The Company is cutting costs, slashing jobs, and refocusing on two developments instead of the three they were focused on over the course of the past year. The areas Kroeger wants to hone in on are called “egg precursor cell development”, which are immature egg cells in the lining of the ovaries. Their goal is to turn those immature egg cells into matured, new fertilizable eggs. The second treatment is called OvaTure. OvaTure’s goal is to fertilize the egg cells without injecting hormones. This idea is very interesting because without injecting hormones, some women would no longer have to suffer from drastic hormone swings and imbalances.
Finally, and most importantly regarding the restructuring is the elimination of certain costs of doing business. After firing half of the staff, OVAS saved around $10 Million on their balance sheets, which already carry an excess of cash compared to their Market Cap. This savings will ensure that OVAS’ cash reserves last into the first quarter of 2020. This is the definition of a slow cash burn, but more convincing is it seems to be a deliberate effort to reduce cash burn.
With the restructuring story clear in your head, let’s dig into the fundamentals to see how much value can be extracted. We’ll start with the ugly, because there’s plenty of it. OVAS has horrible margins, even compared to their industry they’re abysmal. With an operating margin of -13,010% and Net Margin of -13,227% it ranks OVAS lower than 93% of the companies in the industry. ROE comes in at -64.09% and ROA arrives at -57.82%. However, as bad as those numbers look, you have to take them in context.

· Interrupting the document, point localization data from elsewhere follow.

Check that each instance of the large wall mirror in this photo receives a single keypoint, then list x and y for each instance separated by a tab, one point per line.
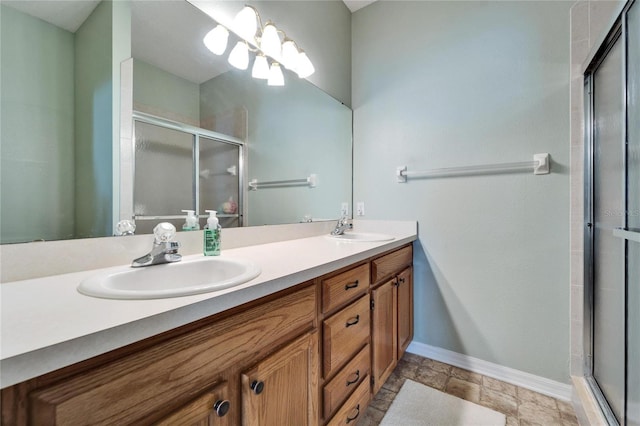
62	87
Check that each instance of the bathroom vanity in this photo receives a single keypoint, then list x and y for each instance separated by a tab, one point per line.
313	352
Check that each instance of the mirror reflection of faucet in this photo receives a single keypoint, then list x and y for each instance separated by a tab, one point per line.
164	249
342	225
125	227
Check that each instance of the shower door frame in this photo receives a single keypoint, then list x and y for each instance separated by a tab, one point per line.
197	132
618	33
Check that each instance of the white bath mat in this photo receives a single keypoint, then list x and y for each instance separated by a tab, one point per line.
421	405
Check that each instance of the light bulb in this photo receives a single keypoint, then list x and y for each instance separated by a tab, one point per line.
245	23
270	41
275	75
290	54
239	56
305	67
216	40
260	67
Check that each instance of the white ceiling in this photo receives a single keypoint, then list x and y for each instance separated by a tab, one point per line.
68	15
354	5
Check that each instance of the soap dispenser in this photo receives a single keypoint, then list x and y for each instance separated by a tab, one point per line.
212	235
191	222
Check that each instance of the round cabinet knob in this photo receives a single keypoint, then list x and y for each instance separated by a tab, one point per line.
257	387
221	407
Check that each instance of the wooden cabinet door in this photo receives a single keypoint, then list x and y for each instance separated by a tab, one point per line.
209	409
283	388
384	333
405	310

Operating Margin, for instance, actually increased since last year, where it was, and this isn’t a typo, -25,992.42%. Net Margin increased from -26,432.85% in 2015. Although Gross Margin decreased from 2015 to 2016, looking at quarterly data suggests that more recent trends proved for the better. From December 16 to March 17, Gross Margin increased from -1,084.30% to -326.98%.
Moving on to Net Income, we’re also seeing trending improvements. Net Income in the last quarter of 2016 was -$82.26MM compared to the most recent quarter in 2017 of -$75.4MM. Cash levels have decreased since 2015 when it peaked at $126.66MM, and it now sits at $99.1MM, which is still more cash than its market cap. Free Cash Flow hasn’t increased that much since the last quarter, with an increase of around $2.6MM.
OVAS has no debt, an EV-to-EBITDA of 0.52.
Taking a look at the daily charts, we can see the tremendous avalanche of price destruction that has taken place over the last year or so. However, what is interesting to note is the recent spike in buying starting at about last week (or the time the new CEO was brought on). The weekly chart is also close to depicting a buying signal, so I will be patiently watching this stock for a more advanced move. IT rose around 30% over the course of a couple of days before retreating close to 10% on trading day Friday. The price action dictates a safe entry point, and if I were to buy I would wait until around 1.90ish and set my stop around 1.00 – 1.10. This is the benefit of looking at distressed companies that the market deems worthless.
OVAS could be the opportunity to buy a dollar for $0.50. Like Michael Burry says, I would love to buy a volatile company worth a dollar that’s trading at $0.50 than a steady company worth a dollar trading at $1.10.